As a nation, we have little hesitation in paying more into a health care system that provides us with measurable increases in the quality and quantity of our lives. Our health care system has been able to provide those benefits for a relatively small societal investment in the past.
Only recently has the relative size of the investment increased and the return on the investment faltered. If we can focus our investment in health care on those modalities that improve measurable quantity and quality of life endpoints, it will be possible to again improve the return on our investment.
For example, if we are able to add on the average one year of productive quality life to every citizen--and if that extra year meant that the average person could stay in the workforce until age 66 earning income and contributing to the tax base and not taking social security benefits--there would be a considerable return on the societal investment.
Even as we define the health care goods and services that must be afforded to every citizen, we will have to redefine the manner in which we fund health care. If we find that health care is a right, then it will become the clear imperative of our government to provide the funds to support health care benefits for every citizen.
We are so accustomed to the current system of public and private funding that we have difficulty envisioning a radically different method of funding. In the process of finding universal funding, we may find that the old and failing systems of marginal taxes on employee wages for Medicare, matching state with federal tax contributions for Medicaid and employer funded health insurances become obsolete. We may find that HMOs and insurance as a means of paying for health care also become unnecessary.
We may discover that a specifically designated, single health care tax may simplify, clarify and provide greater efficiency than the current mixed bag of taxes. We may find that it is more beneficial to the economy for employers to provide higher wages and other benefits than making the enormous contributions to health insurance.
It is time to answer this question clearly as an amendment to the Constitution and begin to build a system that supports what we know to be our true belief.
If it is our belief that health care is a right, we should declare that belief in a clear, unequivocal and enduring manner.
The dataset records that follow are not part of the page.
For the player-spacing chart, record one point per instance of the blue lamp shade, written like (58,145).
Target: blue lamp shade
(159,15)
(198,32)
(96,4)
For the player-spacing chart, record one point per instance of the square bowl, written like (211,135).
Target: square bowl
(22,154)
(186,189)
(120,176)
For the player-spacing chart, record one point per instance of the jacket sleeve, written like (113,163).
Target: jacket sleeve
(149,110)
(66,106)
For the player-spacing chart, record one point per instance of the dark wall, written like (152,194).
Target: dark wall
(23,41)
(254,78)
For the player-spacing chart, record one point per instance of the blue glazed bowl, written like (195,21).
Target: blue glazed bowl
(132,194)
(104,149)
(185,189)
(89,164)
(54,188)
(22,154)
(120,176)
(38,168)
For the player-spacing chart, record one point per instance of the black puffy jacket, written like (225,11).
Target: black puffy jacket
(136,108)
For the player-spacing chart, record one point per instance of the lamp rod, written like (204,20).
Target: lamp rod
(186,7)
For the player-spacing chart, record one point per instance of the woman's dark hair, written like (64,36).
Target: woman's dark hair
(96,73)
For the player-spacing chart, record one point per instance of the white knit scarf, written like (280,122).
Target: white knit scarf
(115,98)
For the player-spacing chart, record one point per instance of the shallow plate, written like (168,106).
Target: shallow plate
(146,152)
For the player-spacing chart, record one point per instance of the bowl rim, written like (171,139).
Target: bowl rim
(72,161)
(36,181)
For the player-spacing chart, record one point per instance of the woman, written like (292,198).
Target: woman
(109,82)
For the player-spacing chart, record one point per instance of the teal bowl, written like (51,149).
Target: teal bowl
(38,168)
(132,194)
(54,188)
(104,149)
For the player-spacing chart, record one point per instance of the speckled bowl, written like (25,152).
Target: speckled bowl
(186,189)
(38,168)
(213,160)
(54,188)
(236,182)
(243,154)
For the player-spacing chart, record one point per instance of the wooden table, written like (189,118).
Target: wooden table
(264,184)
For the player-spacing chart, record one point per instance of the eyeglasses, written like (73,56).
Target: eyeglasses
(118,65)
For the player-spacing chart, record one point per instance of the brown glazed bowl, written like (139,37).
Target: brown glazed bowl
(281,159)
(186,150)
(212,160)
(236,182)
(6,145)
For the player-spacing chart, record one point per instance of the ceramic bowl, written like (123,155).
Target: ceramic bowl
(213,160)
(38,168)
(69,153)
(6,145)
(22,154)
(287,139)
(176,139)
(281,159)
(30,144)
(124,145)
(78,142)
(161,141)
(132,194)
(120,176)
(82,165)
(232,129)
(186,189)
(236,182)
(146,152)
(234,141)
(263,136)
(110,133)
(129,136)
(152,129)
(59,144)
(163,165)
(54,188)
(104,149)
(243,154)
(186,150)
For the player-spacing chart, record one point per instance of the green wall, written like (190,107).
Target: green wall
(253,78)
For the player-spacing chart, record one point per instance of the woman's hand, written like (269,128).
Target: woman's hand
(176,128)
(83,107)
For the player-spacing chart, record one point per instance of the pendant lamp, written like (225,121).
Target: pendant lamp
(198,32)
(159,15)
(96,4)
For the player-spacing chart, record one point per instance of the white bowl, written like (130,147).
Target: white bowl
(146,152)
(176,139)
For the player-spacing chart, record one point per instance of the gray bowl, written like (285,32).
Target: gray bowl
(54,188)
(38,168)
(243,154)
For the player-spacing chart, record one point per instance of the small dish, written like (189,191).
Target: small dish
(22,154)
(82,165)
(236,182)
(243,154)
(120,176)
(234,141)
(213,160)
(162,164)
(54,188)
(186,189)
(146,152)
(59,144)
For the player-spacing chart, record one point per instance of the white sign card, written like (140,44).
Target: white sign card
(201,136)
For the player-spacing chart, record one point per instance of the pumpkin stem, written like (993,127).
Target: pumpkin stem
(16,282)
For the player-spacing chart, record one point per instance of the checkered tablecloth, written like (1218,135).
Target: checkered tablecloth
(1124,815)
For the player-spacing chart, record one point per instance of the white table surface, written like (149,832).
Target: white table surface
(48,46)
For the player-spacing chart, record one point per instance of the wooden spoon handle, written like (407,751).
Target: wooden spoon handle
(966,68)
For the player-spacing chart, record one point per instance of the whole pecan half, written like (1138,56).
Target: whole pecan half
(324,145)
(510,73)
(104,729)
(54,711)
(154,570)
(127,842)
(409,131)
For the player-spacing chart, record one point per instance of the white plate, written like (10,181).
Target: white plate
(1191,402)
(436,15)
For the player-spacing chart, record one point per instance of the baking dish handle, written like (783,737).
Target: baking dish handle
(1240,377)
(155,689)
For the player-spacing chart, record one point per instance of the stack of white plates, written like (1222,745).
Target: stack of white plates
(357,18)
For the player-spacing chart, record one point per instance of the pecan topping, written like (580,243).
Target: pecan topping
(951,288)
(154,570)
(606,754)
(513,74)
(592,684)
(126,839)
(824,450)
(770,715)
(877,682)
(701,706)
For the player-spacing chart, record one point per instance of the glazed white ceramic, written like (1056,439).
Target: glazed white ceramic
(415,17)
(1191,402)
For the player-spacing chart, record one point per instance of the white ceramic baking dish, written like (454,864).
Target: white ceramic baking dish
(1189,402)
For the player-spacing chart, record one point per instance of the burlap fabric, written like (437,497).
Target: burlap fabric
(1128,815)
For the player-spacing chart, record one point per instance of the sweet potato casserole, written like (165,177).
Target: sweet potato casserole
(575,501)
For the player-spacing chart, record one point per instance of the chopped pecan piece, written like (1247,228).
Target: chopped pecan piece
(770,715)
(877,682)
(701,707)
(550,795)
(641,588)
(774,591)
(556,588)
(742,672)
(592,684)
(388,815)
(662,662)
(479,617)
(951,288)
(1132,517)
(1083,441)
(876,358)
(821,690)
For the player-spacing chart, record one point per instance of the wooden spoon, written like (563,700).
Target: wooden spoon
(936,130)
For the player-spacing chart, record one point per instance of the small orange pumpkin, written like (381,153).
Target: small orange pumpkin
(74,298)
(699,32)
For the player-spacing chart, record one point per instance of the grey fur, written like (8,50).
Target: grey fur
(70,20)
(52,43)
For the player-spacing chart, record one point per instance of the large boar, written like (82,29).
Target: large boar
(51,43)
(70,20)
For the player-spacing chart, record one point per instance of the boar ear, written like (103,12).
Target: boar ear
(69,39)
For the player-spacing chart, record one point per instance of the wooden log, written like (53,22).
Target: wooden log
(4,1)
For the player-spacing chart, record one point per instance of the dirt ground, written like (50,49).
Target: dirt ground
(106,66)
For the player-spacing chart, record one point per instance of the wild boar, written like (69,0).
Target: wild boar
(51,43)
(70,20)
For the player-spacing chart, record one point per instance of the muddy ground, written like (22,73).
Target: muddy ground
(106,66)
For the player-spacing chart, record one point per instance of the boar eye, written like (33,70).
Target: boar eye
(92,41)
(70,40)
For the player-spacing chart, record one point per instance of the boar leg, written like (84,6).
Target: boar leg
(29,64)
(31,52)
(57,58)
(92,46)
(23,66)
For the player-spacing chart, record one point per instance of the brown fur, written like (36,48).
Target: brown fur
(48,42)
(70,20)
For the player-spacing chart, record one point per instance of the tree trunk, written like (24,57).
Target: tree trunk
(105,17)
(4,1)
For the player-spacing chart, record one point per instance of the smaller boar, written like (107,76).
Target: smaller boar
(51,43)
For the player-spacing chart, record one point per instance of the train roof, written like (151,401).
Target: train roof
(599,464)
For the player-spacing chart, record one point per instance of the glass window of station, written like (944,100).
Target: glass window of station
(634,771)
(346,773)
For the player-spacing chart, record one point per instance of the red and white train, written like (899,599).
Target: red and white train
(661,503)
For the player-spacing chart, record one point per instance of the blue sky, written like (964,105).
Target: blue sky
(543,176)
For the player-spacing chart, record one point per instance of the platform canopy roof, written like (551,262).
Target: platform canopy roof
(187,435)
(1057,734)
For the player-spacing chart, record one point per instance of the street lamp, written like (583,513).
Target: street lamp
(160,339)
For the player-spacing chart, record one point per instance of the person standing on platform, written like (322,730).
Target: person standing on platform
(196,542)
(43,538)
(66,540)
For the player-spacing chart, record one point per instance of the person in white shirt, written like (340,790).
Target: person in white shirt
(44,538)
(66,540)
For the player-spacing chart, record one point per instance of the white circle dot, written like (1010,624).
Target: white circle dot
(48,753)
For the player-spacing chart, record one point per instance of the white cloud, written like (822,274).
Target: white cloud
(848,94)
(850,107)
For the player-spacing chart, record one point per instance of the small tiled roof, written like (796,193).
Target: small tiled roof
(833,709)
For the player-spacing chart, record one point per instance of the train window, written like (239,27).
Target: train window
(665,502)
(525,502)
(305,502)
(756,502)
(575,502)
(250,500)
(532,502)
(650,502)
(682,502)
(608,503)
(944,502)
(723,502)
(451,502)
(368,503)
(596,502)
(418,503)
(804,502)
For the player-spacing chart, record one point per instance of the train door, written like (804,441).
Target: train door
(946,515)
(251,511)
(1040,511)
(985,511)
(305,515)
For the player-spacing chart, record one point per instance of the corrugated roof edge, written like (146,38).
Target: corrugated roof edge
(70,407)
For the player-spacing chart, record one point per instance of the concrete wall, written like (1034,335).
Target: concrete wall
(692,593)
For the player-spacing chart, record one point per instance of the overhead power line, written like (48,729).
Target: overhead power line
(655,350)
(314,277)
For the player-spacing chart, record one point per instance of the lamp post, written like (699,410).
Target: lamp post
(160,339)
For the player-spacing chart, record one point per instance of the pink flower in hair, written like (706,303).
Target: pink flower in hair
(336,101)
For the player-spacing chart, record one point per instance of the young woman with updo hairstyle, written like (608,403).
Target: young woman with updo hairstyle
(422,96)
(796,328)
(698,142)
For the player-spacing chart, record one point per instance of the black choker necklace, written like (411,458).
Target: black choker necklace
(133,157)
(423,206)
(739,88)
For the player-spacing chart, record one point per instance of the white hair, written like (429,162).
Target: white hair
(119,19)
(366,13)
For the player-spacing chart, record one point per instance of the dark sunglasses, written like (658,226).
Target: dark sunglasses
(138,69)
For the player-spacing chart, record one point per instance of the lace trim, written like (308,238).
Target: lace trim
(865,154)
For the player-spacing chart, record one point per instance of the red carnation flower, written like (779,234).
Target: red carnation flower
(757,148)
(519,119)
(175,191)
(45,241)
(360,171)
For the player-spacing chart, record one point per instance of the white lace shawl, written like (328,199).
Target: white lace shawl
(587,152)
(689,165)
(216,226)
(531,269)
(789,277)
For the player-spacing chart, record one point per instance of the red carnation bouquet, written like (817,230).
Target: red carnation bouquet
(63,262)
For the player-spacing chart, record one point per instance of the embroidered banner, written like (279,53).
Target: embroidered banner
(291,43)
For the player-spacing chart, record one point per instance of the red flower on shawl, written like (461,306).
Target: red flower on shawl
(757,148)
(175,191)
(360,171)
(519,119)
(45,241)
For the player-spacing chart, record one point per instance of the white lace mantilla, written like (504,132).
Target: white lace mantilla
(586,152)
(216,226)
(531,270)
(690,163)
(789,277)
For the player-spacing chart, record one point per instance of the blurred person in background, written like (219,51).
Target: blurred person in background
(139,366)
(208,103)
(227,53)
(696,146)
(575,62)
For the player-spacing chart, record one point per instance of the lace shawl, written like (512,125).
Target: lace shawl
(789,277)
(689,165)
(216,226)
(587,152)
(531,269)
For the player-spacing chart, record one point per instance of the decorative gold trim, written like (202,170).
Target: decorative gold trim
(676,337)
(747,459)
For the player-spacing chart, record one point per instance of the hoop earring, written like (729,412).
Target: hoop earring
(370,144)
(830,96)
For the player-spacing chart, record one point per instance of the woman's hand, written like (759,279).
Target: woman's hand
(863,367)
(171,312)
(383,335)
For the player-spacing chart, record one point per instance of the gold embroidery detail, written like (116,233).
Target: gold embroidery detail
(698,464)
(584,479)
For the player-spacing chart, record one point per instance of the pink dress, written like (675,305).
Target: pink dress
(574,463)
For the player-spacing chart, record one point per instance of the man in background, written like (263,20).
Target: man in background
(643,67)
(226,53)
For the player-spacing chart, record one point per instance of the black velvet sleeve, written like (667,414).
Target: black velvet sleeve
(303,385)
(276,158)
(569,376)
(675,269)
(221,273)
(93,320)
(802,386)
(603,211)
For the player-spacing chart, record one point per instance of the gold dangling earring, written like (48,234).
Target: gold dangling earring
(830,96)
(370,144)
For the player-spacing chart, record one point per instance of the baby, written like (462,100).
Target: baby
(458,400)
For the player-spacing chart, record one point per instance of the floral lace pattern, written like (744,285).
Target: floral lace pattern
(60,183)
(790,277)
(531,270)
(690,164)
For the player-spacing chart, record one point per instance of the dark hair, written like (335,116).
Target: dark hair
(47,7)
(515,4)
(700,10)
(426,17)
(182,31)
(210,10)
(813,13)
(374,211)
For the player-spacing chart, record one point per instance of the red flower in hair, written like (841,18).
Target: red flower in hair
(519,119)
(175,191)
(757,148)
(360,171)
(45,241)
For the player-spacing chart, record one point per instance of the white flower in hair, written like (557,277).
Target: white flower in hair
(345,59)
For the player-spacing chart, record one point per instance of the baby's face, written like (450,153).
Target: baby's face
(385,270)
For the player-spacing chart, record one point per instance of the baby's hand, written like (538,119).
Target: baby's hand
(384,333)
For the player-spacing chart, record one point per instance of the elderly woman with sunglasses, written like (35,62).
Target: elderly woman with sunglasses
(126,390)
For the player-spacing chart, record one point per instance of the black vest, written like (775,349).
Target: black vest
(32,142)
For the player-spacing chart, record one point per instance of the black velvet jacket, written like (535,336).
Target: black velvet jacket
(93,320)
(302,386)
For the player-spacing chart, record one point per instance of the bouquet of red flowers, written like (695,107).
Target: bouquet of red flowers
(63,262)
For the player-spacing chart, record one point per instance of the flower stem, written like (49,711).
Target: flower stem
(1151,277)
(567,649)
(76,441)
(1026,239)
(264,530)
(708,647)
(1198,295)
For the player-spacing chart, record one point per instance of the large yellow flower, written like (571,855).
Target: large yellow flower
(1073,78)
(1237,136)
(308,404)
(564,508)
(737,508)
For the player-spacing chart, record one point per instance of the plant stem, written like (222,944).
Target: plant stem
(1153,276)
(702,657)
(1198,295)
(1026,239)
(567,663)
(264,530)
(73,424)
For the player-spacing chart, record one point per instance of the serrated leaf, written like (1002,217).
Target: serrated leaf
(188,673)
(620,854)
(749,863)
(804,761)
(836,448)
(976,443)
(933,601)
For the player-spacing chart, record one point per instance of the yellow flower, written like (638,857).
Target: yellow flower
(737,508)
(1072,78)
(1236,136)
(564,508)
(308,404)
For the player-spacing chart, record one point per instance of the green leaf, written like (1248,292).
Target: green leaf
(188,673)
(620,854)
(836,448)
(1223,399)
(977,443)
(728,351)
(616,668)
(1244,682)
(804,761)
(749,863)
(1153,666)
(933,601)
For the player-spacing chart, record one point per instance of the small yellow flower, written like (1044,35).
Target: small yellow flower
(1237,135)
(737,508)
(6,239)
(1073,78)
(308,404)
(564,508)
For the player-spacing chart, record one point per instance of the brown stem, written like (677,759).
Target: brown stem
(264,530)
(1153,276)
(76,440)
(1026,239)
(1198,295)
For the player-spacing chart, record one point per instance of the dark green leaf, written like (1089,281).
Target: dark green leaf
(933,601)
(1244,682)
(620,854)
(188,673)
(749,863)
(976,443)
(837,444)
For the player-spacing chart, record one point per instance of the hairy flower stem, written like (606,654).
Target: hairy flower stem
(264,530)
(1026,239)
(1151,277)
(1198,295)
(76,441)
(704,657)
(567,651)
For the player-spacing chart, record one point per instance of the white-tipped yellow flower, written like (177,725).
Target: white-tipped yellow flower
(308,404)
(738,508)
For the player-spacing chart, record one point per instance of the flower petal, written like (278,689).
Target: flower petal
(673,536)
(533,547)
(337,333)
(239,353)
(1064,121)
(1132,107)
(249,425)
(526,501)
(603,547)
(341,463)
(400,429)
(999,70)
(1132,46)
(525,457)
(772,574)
Once health care is declared a right, we will be able to address the issues with much more purpose and clarity and find ways in which to allow the American health care system to find its place among the systems that support our other unalienable rights.
Duncan

Jim Sabin said...

Hi Rob Duncan -

Thank you for this very eloquent comment. I think that even those who find it philosophically difficult to apply the concept of "rights" to health care will find your analysis persuasive. A civilized society with the financial resources that the U.S. has (even in a recession) should see itself as obligated to provide the kind of health care you envision to its citizens.

In the debates we'll see in the next year or so I doubt that anyone will argue that health care is best understood as an optional privilige. I expect the main issues to be (a) what can we afford and (b) how afraid are we of the bugaboo of "socialized medicine."